Aim: We evaluated predictive performance of the PBPK model for AMD and DEA in long-term administration of AMD using practical TDM data from Japanese patients.
Methods: PBPK modelling and simulation was employed based on the pre-validated compound files (AMD and DEA) [1] and population file (Japanese) in the Simcyp Simulator (v16.1; Certara). The simulation was performed in virtual individuals receiving multiple-dose of oral AMD with or without loading doses during a year. The simulated concentrations were compared with TDM data from 45 Japanese patients (male/female: 33/12, 64±11 years) receiving multiple-dose of AMD (200 mg/day with and without loading doses of 400 mg/day).

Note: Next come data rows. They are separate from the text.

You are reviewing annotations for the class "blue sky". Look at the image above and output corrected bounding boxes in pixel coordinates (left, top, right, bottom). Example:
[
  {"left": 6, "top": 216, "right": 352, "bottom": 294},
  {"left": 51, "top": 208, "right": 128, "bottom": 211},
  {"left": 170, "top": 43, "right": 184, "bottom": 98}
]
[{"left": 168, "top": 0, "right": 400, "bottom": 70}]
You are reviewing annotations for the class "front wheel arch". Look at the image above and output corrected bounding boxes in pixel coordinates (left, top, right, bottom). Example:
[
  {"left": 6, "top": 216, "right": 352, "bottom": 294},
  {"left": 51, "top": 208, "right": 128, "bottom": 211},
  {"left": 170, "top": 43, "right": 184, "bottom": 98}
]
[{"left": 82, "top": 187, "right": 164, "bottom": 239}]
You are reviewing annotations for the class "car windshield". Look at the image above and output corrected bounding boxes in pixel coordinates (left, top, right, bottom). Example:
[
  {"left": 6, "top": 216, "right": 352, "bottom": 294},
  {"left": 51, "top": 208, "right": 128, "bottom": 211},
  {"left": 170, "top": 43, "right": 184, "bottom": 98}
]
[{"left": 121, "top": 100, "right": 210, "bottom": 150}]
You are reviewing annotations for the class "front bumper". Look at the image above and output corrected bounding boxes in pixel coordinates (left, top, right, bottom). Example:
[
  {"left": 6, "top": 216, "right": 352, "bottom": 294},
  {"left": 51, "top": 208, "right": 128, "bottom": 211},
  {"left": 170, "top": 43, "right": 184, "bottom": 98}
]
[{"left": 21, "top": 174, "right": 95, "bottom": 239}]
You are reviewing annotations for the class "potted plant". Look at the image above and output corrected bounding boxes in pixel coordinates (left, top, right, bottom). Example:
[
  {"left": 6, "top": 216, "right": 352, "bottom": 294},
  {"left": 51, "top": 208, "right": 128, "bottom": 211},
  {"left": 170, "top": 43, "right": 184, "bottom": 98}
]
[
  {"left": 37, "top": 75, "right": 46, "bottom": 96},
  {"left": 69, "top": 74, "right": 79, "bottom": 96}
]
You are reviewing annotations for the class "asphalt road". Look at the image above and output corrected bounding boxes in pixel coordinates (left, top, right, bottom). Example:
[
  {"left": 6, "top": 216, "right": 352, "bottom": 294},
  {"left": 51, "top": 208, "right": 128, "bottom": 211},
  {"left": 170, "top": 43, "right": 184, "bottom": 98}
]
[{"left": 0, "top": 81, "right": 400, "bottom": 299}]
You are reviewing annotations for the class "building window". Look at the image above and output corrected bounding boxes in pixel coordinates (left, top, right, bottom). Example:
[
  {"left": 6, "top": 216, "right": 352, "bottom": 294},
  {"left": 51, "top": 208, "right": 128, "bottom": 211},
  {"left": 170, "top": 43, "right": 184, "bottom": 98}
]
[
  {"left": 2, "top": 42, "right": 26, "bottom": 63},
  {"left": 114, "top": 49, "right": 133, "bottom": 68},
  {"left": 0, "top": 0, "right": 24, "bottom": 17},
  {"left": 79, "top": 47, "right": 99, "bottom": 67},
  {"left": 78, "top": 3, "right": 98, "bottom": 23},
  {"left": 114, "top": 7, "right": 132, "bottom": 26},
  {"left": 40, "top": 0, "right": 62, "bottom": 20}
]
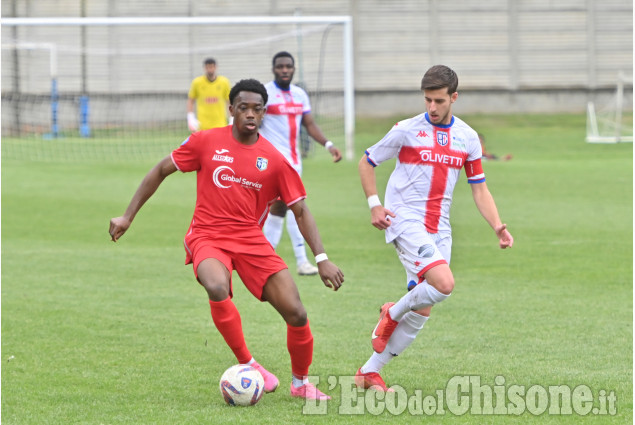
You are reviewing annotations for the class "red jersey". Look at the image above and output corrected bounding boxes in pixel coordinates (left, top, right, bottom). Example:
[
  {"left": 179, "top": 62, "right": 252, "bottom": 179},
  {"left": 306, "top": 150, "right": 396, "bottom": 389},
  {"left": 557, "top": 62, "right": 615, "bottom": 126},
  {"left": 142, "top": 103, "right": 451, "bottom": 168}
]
[{"left": 172, "top": 125, "right": 306, "bottom": 238}]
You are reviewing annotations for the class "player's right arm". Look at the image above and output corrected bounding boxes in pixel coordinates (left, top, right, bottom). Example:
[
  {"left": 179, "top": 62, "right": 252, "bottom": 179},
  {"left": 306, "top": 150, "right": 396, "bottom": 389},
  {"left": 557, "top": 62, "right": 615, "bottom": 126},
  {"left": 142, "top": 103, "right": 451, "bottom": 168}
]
[
  {"left": 108, "top": 155, "right": 177, "bottom": 242},
  {"left": 357, "top": 154, "right": 395, "bottom": 230},
  {"left": 187, "top": 97, "right": 201, "bottom": 132}
]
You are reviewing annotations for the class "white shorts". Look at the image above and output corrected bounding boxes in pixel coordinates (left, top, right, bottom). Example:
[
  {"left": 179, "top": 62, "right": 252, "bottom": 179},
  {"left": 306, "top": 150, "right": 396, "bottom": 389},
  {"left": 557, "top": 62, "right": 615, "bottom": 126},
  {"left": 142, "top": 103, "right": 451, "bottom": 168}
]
[{"left": 393, "top": 222, "right": 452, "bottom": 290}]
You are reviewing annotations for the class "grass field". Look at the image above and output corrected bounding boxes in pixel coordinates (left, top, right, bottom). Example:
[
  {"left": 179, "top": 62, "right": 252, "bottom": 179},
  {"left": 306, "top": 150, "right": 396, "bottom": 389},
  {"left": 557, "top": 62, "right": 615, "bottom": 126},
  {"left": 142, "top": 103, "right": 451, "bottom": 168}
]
[{"left": 2, "top": 115, "right": 633, "bottom": 425}]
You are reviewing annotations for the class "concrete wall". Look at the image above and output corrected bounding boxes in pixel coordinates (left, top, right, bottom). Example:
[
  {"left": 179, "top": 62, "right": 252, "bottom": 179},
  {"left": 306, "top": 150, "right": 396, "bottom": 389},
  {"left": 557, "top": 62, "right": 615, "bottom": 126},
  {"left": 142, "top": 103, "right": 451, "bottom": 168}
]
[{"left": 2, "top": 0, "right": 633, "bottom": 115}]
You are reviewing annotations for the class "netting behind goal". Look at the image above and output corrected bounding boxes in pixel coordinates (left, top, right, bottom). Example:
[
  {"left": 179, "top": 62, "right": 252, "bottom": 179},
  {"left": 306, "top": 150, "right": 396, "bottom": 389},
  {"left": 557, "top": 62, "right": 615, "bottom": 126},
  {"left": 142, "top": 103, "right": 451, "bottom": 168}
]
[
  {"left": 586, "top": 73, "right": 633, "bottom": 143},
  {"left": 2, "top": 18, "right": 346, "bottom": 161}
]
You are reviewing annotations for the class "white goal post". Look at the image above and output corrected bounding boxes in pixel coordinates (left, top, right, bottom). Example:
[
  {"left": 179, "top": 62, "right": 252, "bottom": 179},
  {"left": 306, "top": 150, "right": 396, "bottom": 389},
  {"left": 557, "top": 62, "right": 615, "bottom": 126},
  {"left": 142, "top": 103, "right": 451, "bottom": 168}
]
[
  {"left": 586, "top": 72, "right": 633, "bottom": 143},
  {"left": 0, "top": 16, "right": 355, "bottom": 159}
]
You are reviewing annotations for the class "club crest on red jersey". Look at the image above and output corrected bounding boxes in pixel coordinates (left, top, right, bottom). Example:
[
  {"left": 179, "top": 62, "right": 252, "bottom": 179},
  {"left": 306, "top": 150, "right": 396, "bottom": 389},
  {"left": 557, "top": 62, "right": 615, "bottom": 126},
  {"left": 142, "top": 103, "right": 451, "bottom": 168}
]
[
  {"left": 256, "top": 156, "right": 269, "bottom": 171},
  {"left": 437, "top": 131, "right": 449, "bottom": 146}
]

Predictive performance was evaluated as frequency of observed concentration data between 5th/95th percentiles of predicted concentrations.
Results: Observed plasma AMD and DEA concentrations from TDM data were 618±344 and 443±188 in short-term (0-91 days, n=38), and 1180±523 and 892±285 in long-term (>91 days, n=68), respectively. The predicted plasma AMD concentrations were successfully recovered using the PBPK model, and consistent with practical TDM data regardless administration period: predictive performance was 95% in short-term and 97% in long-term. The predicted plasma DEA concentrations were successfully recovered using the PBPK model in short-term, whereas were underestimated in long-term compared with practical TDM data: predictive performance was 97% in short-term and 63% in long-term.
Conclusion: Although the PBPK model successfully predicted plasma AMD concentrations, it underestimated plasm DEA concentration in long-term. Further investigation is required to examine other factors influencing pharmacokinetic profile of DEA for long-term administration of AMD.